A Comissão Parlamentar Mista de Inquérito (CPMI) da Violência Contra a Mulher do Congresso Nacional deu a seguinte definição ao termo, constante do Projeto de Lei Federal 292/13, que tramita no Senado: “Denomina-se feminicídio a forma extrema de violência de gênero quando há uma ou mais das seguintes circunstâncias: I – relação íntima de afeto ou parentesco, por afinidade ou consanguinidade, entre a vítima e o agressor no presente ou no passado; II – prática de qualquer tipo de violência sexual contra a vítima, antes ou após a morte; III – mutilação ou desfiguração da vítima, antes ou após a morte”.
A socióloga e pesquisadora do Núcleo de Estudos da Violência da Universidade de São Paulo (USP), Wânia Pasinato, reforça que, apesar de o Mapa da Violência 2012 mostrar que 41% das mortes de mulheres ocorrem dentro de casa, o feminicídio não acontece apenas nas relações domésticas e familiares. Isso acontece na maior parte dos casos, mas a morte devido à condição de gênero também se dá em outros contextos. “Esse é um campo sobre o qual ainda não nos debruçamos com cuidado. O foco tem sido nas relações sexuais, mas não pode ser restrito a isso”, explica.
A pesquisadora, feminista e doutoranda em Direito na Universidade Federal de Minas Gerais (UFMG), Cynthia Semíramis, vai além e classifica a impunidade dos crimes de feminicídio como “legitimação da violência”. “A morte de mulheres é uma forma de forçá-las a se manterem subordinadas aos homens, para que não sofram mais violência ou para que não tenham o mesmo fim de outras que foram mortas por não obedecerem a essa cultura misógina.
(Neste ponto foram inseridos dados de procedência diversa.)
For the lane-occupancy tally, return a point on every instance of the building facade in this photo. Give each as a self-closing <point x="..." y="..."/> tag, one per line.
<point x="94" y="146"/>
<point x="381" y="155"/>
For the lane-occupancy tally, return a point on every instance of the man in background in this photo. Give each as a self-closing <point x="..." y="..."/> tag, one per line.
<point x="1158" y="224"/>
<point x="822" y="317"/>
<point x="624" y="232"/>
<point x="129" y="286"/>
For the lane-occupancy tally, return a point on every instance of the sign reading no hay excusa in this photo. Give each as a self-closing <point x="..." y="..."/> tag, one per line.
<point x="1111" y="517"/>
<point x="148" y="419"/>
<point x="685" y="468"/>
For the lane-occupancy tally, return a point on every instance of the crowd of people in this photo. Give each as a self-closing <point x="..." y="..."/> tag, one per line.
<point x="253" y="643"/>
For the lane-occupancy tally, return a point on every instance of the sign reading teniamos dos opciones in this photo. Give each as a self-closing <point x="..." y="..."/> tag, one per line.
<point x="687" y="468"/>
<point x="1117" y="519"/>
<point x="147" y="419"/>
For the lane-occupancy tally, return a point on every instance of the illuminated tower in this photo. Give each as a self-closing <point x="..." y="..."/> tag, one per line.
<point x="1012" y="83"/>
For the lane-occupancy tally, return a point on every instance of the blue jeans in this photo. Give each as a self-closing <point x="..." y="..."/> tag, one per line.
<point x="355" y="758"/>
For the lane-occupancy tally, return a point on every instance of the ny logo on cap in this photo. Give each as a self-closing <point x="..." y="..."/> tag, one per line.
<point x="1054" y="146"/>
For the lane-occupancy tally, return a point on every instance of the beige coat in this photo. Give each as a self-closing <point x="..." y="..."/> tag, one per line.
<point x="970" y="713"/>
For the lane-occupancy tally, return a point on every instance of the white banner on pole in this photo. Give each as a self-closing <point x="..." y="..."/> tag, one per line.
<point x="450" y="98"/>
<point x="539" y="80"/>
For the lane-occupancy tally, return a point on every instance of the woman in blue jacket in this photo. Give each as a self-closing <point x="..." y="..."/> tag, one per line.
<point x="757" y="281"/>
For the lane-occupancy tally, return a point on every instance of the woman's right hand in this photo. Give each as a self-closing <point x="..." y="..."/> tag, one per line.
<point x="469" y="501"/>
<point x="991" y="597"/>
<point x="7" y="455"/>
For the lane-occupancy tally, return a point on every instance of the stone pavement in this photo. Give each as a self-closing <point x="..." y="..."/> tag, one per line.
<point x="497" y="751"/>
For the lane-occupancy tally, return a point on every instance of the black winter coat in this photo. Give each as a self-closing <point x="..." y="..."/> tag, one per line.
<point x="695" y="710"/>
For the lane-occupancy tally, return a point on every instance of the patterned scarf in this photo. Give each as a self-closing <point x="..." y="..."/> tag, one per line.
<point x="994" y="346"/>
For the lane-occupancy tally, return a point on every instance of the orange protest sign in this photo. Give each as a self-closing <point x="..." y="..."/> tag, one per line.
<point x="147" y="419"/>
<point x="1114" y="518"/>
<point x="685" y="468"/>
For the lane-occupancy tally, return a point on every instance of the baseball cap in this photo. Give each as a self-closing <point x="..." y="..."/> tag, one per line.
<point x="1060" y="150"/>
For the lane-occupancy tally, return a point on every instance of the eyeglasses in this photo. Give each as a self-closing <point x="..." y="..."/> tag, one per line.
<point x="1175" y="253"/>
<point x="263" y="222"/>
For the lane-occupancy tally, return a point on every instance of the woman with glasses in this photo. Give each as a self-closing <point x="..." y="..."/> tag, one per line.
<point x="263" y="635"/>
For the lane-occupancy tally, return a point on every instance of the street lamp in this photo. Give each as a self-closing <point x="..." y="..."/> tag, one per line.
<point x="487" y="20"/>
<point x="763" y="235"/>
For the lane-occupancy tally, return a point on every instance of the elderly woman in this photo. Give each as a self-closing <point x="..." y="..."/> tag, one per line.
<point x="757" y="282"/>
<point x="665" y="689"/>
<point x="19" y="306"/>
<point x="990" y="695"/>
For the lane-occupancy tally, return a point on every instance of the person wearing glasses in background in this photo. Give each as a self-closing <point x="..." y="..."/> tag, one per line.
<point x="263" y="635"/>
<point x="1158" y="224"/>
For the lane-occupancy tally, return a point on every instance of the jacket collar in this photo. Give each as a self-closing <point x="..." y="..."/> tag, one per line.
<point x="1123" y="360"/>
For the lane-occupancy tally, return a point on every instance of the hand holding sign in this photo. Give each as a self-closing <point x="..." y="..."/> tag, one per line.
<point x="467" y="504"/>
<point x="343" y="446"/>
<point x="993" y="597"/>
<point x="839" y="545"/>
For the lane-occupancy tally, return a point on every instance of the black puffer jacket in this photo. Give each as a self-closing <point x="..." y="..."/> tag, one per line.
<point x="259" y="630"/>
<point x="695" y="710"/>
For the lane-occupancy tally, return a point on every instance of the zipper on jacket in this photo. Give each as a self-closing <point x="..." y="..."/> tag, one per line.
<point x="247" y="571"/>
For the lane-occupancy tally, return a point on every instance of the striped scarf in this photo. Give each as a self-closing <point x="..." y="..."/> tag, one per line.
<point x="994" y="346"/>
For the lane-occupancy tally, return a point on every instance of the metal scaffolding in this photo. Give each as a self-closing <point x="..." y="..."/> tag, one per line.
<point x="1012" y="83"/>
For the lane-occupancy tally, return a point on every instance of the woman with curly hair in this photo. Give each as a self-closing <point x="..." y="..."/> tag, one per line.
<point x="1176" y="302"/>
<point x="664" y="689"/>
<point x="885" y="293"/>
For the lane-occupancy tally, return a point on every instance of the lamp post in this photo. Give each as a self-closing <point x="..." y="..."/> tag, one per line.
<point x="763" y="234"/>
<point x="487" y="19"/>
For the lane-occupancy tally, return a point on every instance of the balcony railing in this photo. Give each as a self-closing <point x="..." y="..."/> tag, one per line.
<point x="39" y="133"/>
Isso significa crimes de ódio a um grupo específico, alimentado ao longo de séculos por um processo de discriminação jurídica e social”, afirma.
O termo feminicídio, estranho à maioria das pessoas, tipifica um crime comum: o assassinato de uma mulher pela condição de ser mulher. |
O Projeto de Lei Federal 292/13 prevê alteração no Código Penal para que o feminicídio passe a ser circunstância qualificadora do crime de homicídio. Segundo Cynthia Semíramis, a iniciativa é de grande importância. “Tipificar o feminicídio vai além do âmbito privado. Significa reconhecer que houve uma mudança social que faz com que as mulheres hoje não tenham mais a obrigação de serem subordinadas aos homens e se tornem sujeitos de direito que devem ser protegidos pelo Estado para que não sofram mais violência de gênero”, completa.
A socióloga da USP sugere que o projeto seja alvo de discussões maiores e mereça a atenção de toda a sociedade. “O Estado precisa dar uma resposta para o problema. Mas é preciso debater mais, para não qualificar apenas um conjunto de crimes, deixando de fora outras situações de violência, e para não excluir as mulheres das políticas públicas, deixando-as numa situação ainda pior do que temos hoje”, defende.
O coordenador do Centro Risoleta Neves de Atendimento (Cerna), Diego Garzon, considera que a inclusão do feminicídio como circunstância qualificadora dos assasinatos é uma questão fundamental. “Temos que quebrar essa relação de poder, para equiparar homens e mulheres. É uma questão cultural muito arraigada e abrangente. Até atingirmos a igualdade de direitos, é algo que precisa ser feito”.
De acordo com o psicólogo, dados da Organização das Nações Unidas (ONU) revelam que sete de cada dez mulheres sofrem, sofreram ou sofrerão violência no País. “Ser mulher no Brasil, hoje, é um risco muito grande. E a questão da violência é tão naturalizada que muitas vezes ela nem percebe que está sendo vítima de agressões. Você conversa com a mulher e ela diz que é a primeira vez que é agredida. Aí você vai conversando e ela diz: 'ah, uma vez um ex-namorado me empurrou'. Ou o namorado apertava muito o braço dela, ou a proibia de sair com determinadas roupas. Tudo isso é violência. Mas a visão da própria mulher é muito deturpada. A violência é naturalizada”, afirma.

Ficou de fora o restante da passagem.